Mais tout ce qui m’arrive d’important et tout ce qui donne à ma vie son merveilleux contenu : la rencontre avec un être aimé, une caresse sur la peau, une aide au moment critique, le spectacle du clair de lune, une promenade en mer à la voile, la joie que l’on donne à un enfant, le frisson devant la beauté, tout cela se déroule totalement en dehors du temps. Car peu importe que je rencontre la beauté l’espace d’une seconde ou l’espace de cent ans. Non seulement la félicité se situe en marge du temps mais elle nie toute relation entre celui-ci et la vie.


Je soulève donc de mes épaules le fardeau du temps et, par la même occasion, celui des performances que l’on exige de moi. Ma vie n’est pas quelque chose que l’on doive mesurer. Ni le saut du cabri ni le lever du soleil ne sont des performances. Une vie humaine n’est pas non plus une performance, mais quelque chose qui grandit et cherche à atteindre la perfection. Et ce qui est parfait n’accomplit pas de performance : ce qui est parfait œuvre en état de repos. Il est absurde de prétendre que la mer soit faite pour porter des armadas et des dauphins. Certes, elle le fait – mais en conservant sa liberté. Il est également absurde de prétendre que l’homme soit fait pour autre chose que pour vivre. Certes, il approvisionne des machines et il écrit des livres, mais il pourrait tout aussi bien faire autre chose. L’important est qu’il fasse ce qu’il fait en toute liberté et en pleine conscience de ce que, comme tout autre détail de la création, il est une fin en soi. Il repose en lui-même comme une pierre sur le sable.

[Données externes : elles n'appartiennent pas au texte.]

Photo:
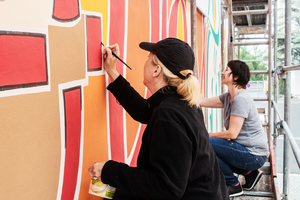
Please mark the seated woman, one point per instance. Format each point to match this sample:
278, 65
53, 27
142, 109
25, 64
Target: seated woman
175, 160
243, 147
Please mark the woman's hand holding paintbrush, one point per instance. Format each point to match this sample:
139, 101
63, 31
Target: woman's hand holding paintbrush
116, 55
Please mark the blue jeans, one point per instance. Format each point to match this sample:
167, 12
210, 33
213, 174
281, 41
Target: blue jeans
235, 158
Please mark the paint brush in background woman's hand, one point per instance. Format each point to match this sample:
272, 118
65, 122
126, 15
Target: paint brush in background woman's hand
117, 57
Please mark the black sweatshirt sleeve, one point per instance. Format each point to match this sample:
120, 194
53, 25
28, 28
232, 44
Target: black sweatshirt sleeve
136, 106
170, 159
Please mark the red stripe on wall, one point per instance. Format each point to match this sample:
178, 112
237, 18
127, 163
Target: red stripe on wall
173, 20
164, 19
184, 21
94, 49
117, 31
139, 142
23, 60
65, 10
72, 100
154, 21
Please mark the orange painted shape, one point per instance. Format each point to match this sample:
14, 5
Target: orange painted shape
138, 19
95, 148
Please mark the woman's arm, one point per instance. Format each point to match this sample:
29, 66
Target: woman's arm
235, 126
213, 102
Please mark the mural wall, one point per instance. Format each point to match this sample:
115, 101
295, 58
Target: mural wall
57, 117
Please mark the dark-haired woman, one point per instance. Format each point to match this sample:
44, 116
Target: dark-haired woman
243, 147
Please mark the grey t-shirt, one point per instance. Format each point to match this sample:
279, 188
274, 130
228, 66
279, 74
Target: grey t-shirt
252, 135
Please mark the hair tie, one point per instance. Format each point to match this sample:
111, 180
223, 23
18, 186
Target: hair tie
188, 75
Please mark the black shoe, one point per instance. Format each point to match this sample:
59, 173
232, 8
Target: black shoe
252, 179
235, 190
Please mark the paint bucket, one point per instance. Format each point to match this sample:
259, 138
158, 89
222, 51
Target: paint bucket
100, 189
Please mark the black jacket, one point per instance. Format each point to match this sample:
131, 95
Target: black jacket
176, 160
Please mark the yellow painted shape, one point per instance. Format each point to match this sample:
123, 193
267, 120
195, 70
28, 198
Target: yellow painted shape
100, 7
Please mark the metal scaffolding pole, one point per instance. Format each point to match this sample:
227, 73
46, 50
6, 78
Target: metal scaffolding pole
231, 31
270, 122
287, 97
275, 77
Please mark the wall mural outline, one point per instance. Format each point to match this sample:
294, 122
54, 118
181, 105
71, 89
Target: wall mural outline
17, 42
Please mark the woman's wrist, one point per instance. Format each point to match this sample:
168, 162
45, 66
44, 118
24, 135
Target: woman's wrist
113, 74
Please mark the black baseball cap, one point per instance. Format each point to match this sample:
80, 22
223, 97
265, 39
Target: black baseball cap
175, 54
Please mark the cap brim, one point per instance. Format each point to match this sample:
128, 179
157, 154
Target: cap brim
148, 46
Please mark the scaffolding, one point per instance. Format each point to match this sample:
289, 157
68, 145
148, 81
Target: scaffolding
247, 19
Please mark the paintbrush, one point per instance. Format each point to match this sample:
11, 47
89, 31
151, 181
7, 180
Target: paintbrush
117, 57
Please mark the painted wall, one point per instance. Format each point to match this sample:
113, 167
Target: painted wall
57, 117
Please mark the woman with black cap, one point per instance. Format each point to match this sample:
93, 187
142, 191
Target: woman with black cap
176, 160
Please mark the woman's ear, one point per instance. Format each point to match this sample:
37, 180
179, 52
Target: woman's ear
156, 71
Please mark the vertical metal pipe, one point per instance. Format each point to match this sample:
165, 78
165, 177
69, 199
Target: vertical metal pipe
287, 97
270, 119
231, 34
194, 30
275, 77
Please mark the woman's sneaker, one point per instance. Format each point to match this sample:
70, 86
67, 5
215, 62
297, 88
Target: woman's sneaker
252, 179
235, 190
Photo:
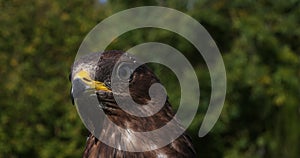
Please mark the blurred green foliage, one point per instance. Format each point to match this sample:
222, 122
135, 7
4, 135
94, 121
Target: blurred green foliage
259, 42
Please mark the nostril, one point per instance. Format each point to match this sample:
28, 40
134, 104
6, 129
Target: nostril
86, 79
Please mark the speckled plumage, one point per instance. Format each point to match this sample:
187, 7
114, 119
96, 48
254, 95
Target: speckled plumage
101, 66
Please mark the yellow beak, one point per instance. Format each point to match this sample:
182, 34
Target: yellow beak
85, 77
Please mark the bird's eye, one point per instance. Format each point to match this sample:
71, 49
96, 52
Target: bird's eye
124, 71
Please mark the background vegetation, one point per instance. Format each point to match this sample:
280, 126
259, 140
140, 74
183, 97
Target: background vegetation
259, 42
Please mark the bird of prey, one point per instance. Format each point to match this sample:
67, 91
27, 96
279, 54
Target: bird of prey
95, 71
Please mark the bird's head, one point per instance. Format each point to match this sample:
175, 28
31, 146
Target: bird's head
95, 73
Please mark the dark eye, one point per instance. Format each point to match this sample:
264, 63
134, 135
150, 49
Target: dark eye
124, 71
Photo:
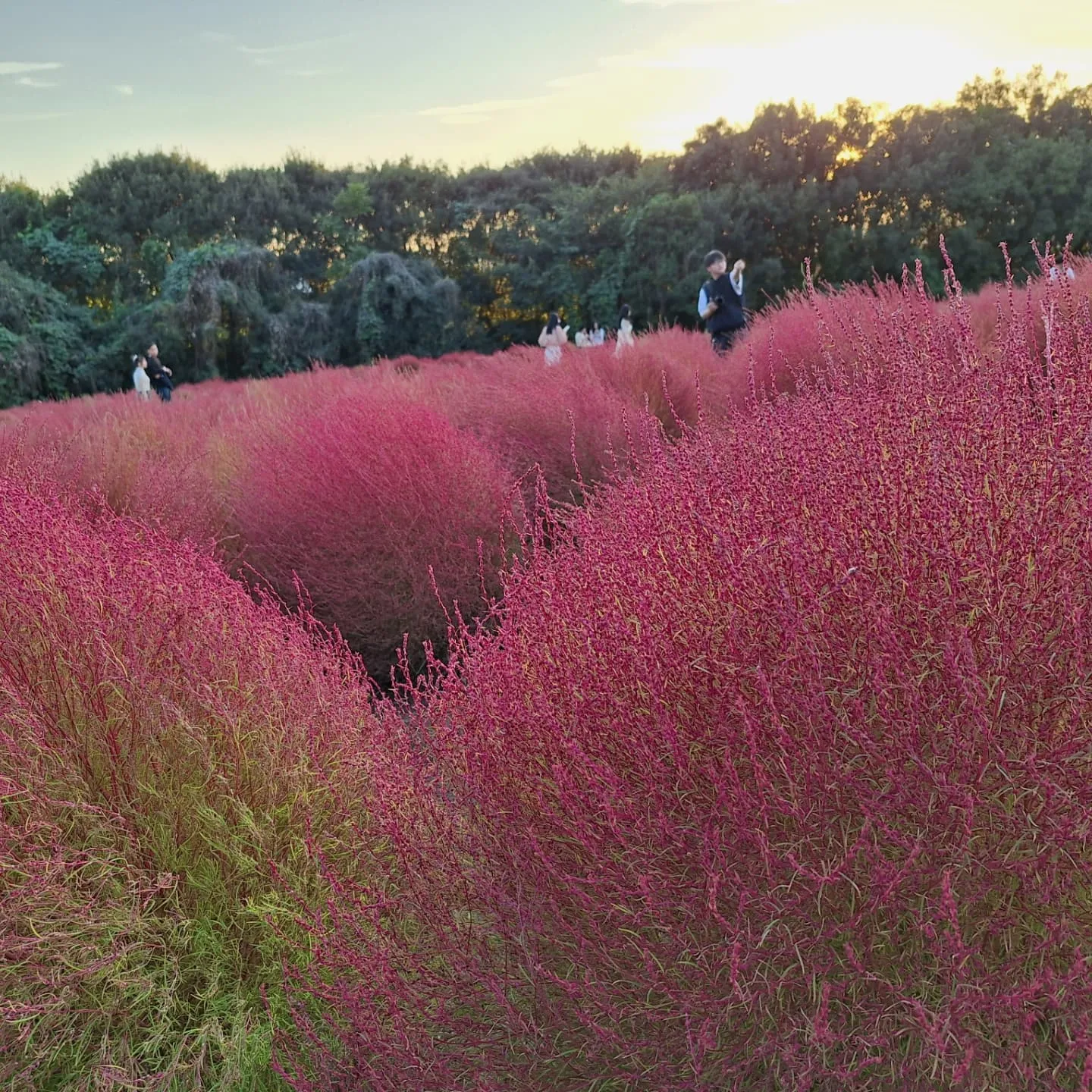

Je peux même m’affranchir du pouvoir de la mort. Il est vrai que je ne peux me libérer de l’idée que la mort marche sur mes talons et encore moins nier sa réalité. Mais je peux réduire à néant la menace qu’elle constitue en me dispensant d’accrocher ma vie à des points d’appui aussi précaires que le temps et la gloire.


Par contre, il n’est pas en mon pouvoir de rester perpétuellement tourné vers la mer et de comparer sa liberté avec la mienne. Le moment arrivera où je devrai me retourner vers la terre et faire face aux organisateurs de l’oppression dont je suis victime. Ce que je serai alors contraint de reconnaître, c’est que l’homme a donné à sa vie des formes qui, au moins en apparence, sont plus fortes que lui. Même avec ma liberté toute récente je ne puis les briser, je ne puis que soupirer sous leur poids. Par contre, parmi les exigences qui pèsent sur l’homme, je peux voir lesquelles sont absurdes et lesquelles sont inéluctables. Selon moi, une sorte de liberté est perdue pour toujours ou pour longtemps. C’est la liberté qui vient de la capacité de posséder son propre élément. Le poisson possède le sien, de même que l’oiseau et que l’animal terrestre. Thoreau avait encore la forêt de Walden – mais où est maintenant la forêt où l’être humain puisse prouver qu’il est possible de vivre en liberté en dehors des formes figées de la société ?


Je suis obligé de répondre : nulle part. Si je veux vivre libre, il faut pour l’instant que je le fasse à l’intérieur de ces formes. Le monde est donc plus fort que moi. A son pouvoir je n’ai rien à opposer que moi-même – mais, d’un autre côté, c’est considérable. Car, tant que je ne me laisse pas écraser par le nombre, je suis moi aussi une puissance. Et mon pouvoir est redoutable tant que je puis opposer la force de mes mots à celle du monde, car celui qui construit des prisons s’exprime moins bien que celui qui bâtit la liberté. Mais ma puissance ne connaîtra plus de bornes le jour où je n’aurai plus que le silence pour défendre mon inviolabilité, car aucune hache ne peut avoir de prise sur le silence vivant.


Telle est ma seule consolation. Je sais que les rechutes dans le désespoir seront nombreuses et profondes, mais le souvenir du miracle de la libération me porte comme une aile vers un but qui me donne le vertige : une consolation qui soit plus qu’une consolation et plus grande qu’une philosophie, c’est-à-dire une raison de vivre.